Of course, anything wired with a jack that plugs in is a nuisance. Phone manufactures are putting a lot of emphasis on making their wireless buds ever better. The rumor is that Samsung’s new buds can be charged from the phone itself. Meanwhile, Apple is rumored to be building more biometric measurement into theirs.

I see a future where most everyone is wearing earbuds most of the time. And the one industry that loses are the companies that sell hearing aid services. There will be an app for that. Your phone will be able to detect your hearing loss, in what frequency range, and will track how it changes, with pop-ups alerting you to potential medical issues beyond “you should have worn earmuffs when shooting as a teenager, and not gone to so many rock concerts.” The product side of the industry likely will be snatched up by Apple and Google for its IP.

In the shadow of the wall

February 7, 2019

One reason many Texans oppose the wall, including many who otherwise are quite conservative, is that in Texas it necessarily cuts off quite a bit of valuable and interesting land on the shore of the Rio Grande. This morning, I woke to articles in my local paper about the coming destruction of the National Butterfly Center, and the threat to a historic chapel. State parks are at risk. Nature tourism is big money to the valley, attracting tourists, especially birders, from all over the globe. The wall threatens it. The unique ecosystem there spans both sides of the Rio Grande.

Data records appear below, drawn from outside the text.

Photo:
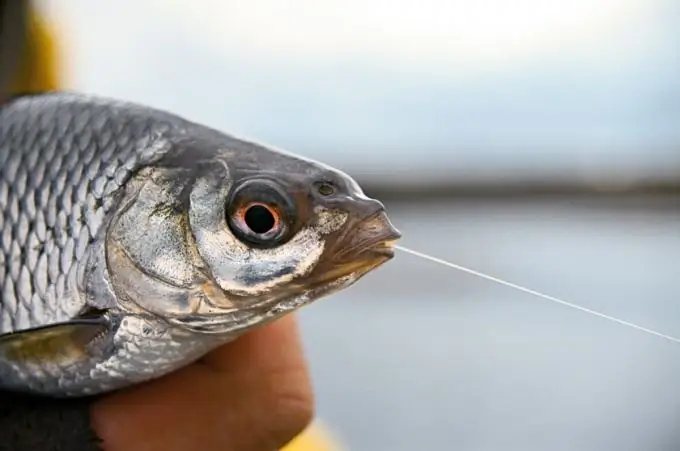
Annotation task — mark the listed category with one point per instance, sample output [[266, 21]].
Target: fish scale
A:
[[125, 248], [50, 211]]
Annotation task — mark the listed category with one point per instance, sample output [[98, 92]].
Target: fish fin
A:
[[61, 343]]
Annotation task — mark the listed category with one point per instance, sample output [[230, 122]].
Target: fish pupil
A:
[[259, 219]]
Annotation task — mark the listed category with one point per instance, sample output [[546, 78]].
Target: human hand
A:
[[251, 394]]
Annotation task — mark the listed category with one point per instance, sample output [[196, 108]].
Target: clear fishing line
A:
[[536, 293]]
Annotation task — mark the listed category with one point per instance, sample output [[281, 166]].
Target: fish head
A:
[[257, 233]]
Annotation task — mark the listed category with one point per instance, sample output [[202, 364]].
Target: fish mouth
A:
[[373, 238]]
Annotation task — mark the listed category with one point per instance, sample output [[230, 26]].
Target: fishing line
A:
[[536, 293]]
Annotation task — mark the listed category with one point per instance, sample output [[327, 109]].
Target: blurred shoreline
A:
[[520, 190]]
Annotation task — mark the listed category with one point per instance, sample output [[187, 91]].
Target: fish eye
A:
[[325, 188], [259, 213], [260, 218]]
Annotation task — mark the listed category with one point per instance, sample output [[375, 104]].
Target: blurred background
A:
[[536, 140]]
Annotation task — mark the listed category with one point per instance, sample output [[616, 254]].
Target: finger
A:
[[253, 394]]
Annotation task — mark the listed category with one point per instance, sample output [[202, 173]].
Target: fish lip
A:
[[374, 245]]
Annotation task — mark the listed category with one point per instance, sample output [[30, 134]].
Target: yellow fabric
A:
[[39, 72]]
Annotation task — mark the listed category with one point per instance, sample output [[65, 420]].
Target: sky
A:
[[451, 88]]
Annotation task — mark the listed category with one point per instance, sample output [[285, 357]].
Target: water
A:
[[420, 357]]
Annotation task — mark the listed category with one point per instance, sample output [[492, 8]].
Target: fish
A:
[[134, 241]]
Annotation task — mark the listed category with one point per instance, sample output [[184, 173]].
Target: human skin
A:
[[253, 394]]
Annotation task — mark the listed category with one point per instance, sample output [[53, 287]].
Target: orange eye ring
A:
[[259, 219]]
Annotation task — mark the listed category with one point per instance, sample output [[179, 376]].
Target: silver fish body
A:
[[133, 241]]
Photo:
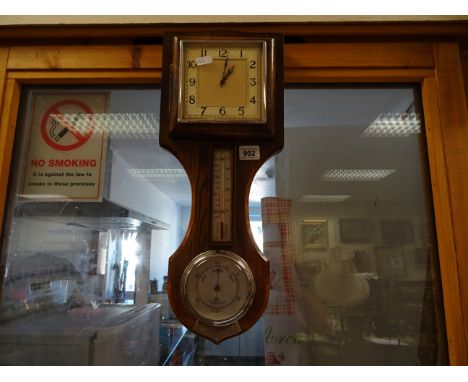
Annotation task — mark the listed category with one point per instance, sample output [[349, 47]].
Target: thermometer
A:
[[221, 202]]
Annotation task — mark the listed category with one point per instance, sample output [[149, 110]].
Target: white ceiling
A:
[[323, 128]]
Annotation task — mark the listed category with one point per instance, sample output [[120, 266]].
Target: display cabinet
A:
[[426, 56]]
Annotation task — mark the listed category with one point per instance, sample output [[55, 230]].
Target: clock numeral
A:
[[222, 53]]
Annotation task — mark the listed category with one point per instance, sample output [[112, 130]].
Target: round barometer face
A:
[[218, 287]]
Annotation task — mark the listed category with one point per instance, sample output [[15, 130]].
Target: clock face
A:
[[222, 81], [218, 287]]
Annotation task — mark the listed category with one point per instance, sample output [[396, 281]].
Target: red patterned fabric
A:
[[279, 248]]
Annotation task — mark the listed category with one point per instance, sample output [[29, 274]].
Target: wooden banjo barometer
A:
[[222, 117]]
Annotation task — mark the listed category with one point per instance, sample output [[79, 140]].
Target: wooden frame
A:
[[355, 230], [434, 65]]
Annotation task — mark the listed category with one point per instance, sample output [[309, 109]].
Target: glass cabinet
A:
[[343, 213]]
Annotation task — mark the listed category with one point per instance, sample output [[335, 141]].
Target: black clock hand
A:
[[226, 75]]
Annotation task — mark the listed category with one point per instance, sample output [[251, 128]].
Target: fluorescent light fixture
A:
[[324, 198], [158, 173], [394, 125], [354, 175], [116, 125]]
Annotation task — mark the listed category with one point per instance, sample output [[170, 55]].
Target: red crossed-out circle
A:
[[80, 138]]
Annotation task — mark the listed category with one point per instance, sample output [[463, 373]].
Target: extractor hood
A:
[[90, 215]]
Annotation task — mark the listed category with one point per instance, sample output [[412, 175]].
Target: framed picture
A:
[[390, 261], [362, 261], [315, 234], [355, 230], [397, 232]]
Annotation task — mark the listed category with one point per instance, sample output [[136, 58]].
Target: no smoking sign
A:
[[67, 125]]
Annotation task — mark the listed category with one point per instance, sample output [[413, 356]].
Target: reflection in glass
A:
[[84, 271], [348, 228]]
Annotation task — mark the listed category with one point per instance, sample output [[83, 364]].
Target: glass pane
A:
[[354, 274], [96, 208]]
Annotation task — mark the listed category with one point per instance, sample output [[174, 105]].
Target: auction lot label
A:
[[67, 147]]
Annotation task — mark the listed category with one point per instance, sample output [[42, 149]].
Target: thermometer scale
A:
[[221, 207]]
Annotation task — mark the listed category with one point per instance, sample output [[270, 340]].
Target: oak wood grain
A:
[[454, 123], [308, 55], [7, 133], [444, 225]]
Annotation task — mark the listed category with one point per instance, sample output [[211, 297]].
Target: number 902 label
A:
[[249, 152]]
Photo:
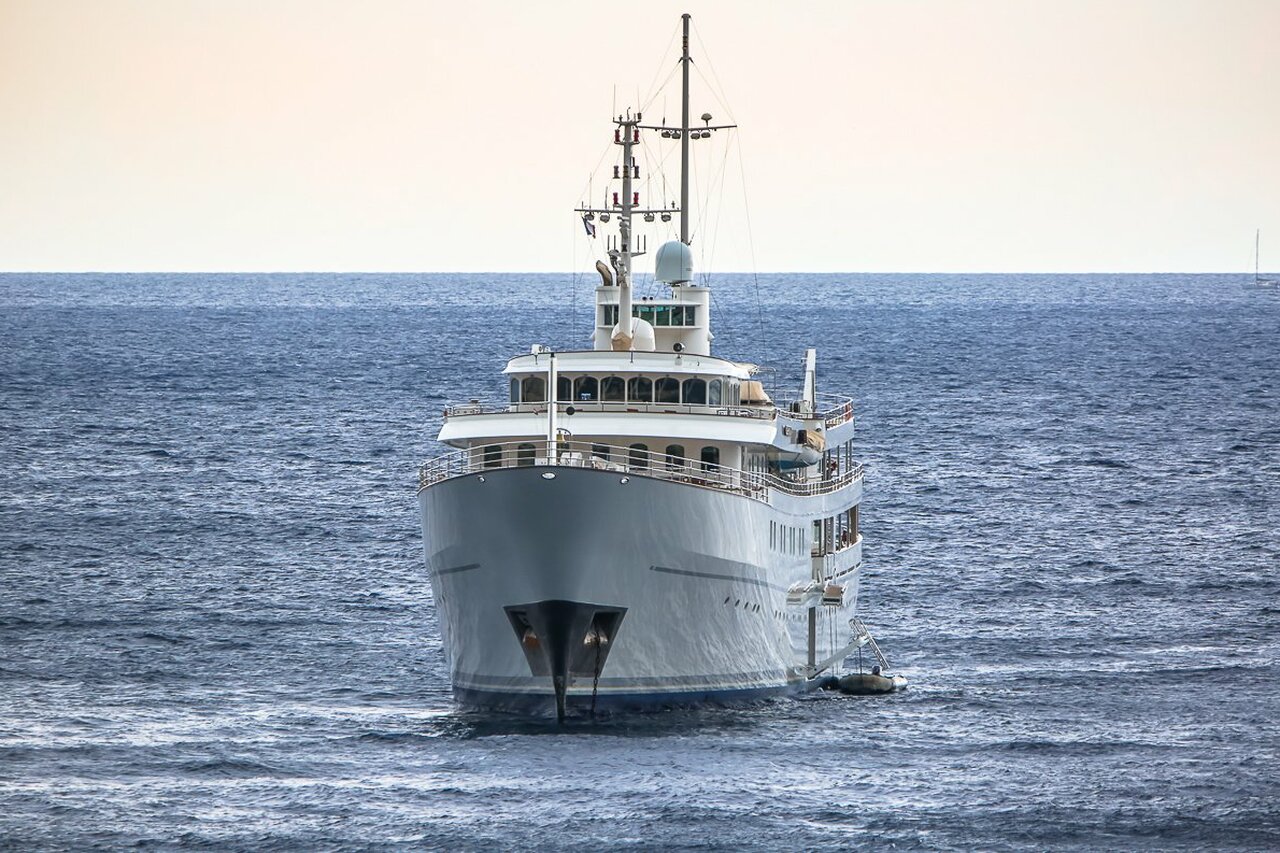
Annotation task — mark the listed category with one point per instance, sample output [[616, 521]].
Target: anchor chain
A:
[[595, 680]]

AtascosaRefugeThere is a common political discussion on the internet today, that would be silly were it not so tragic for this area. Trump supporters propound on the virtues of walls for border control. And even if some of those so propounding are soil engineers or civil engineers or environmental engineers or border control experts — usually none of the above — they are propounding without data or method. The notion of the wall did not come from some study by the Department of Homeland Security showing it to be necessary or cost effective or anything else. Without doing such study, no one has the basis for saying it is anything practical. We know how the idea originated: it was born as a campaign slogan. And now a campaign slogan turned into right-wing agenda will do a lot of harm.

Photo is from the Atascosa Wildlife Refuge, which I had the pleasure of sailing through in a small dinghy.